Nothing else there 10

Chapter 10

Apr 17, 2026

Nick’s POV

We look like two people who forgot what they were running when they left the house.

Which is accurate, technically. Except the errand is a marriage and neither of us has said that word out loud since we got in the car. Like naming it might make it real in a way the paperwork won’t.

Aria is sitting beside me filling out forms.

I watch her write her name at the top of the form and something in my chest does the thing it’s been doing since yesterday — that low, persistent pull, like a current running under the surface of everything.

Aria Carraway. Thirteen years she’s carried that name.

In about twenty minutes she’ll carry it again. Different reasons, different Carraway, and I genuinely cannot tell if that’s the universe being poetic or just deeply, cosmically cruel.

Probably both. The universe has never been particularly gentle with either of us.

Her pen pauses over a line. I glance sideways — just date of birth, she’s fine — but the pause makes me look at her profile.

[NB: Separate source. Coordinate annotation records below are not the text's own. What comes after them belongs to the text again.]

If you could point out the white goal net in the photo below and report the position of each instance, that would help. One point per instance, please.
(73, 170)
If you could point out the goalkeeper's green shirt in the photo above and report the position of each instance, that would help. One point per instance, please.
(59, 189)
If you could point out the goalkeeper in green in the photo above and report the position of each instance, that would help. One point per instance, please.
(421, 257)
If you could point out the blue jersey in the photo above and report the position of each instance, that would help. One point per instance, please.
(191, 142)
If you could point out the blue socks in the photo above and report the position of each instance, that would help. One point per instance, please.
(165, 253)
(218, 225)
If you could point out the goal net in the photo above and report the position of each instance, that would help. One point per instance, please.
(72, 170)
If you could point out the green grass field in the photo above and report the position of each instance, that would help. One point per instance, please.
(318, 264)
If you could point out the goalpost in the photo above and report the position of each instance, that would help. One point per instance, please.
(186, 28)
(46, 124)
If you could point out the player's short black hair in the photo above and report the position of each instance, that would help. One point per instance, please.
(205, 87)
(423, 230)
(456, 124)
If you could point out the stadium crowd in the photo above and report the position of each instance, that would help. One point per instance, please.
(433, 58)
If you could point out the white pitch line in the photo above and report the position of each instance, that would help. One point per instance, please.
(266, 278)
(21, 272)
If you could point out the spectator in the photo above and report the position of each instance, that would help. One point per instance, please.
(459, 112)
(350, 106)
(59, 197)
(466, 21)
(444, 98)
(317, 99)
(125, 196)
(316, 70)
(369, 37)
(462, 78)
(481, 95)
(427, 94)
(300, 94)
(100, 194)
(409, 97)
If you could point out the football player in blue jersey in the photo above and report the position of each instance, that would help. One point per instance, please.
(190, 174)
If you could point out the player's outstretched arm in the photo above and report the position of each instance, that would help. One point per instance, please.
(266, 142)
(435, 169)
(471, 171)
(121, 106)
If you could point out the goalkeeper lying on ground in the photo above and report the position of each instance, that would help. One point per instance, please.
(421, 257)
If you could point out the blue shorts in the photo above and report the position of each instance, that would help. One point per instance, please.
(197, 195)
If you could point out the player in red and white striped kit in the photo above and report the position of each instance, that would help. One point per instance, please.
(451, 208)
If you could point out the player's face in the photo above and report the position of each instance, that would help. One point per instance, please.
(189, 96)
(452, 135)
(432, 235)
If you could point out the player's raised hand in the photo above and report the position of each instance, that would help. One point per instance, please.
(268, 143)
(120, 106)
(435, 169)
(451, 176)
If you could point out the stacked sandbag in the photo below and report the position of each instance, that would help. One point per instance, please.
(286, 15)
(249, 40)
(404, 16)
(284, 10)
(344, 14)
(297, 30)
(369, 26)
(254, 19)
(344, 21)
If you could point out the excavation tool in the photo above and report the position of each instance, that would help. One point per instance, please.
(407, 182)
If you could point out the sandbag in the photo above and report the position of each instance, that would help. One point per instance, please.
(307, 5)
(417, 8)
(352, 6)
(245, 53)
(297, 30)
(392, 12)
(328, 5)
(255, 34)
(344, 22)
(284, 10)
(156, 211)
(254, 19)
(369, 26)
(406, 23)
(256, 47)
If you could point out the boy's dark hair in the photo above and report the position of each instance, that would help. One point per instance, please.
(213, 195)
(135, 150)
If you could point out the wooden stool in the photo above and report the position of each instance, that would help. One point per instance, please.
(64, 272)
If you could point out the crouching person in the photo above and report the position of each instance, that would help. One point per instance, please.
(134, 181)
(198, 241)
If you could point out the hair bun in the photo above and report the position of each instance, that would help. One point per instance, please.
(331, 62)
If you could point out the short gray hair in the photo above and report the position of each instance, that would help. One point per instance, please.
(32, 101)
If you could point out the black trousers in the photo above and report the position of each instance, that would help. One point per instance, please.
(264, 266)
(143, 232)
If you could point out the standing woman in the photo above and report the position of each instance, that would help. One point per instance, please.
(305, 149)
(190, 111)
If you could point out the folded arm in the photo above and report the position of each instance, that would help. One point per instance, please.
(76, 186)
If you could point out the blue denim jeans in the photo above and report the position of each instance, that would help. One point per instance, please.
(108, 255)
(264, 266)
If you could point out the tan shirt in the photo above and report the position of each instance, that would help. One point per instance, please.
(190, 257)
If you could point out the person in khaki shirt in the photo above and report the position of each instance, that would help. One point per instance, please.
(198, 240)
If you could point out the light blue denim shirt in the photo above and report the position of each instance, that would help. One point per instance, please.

The line of her jaw, the slope of her nose, the way her half-dried hair keeps falling forward. How she keeps pushing it back with this absent, automatic gesture like she doesn’t even know she’s doing it.

She doesn’t know she does most of the things that are quietly taking me apart.

The hand on her stomach, for instance.

She’s done it four times since we left the hotel. This unconscious press of her palm below her navel and every single time it happens something in my ribcage responds with a force that bypasses rational thought entirely.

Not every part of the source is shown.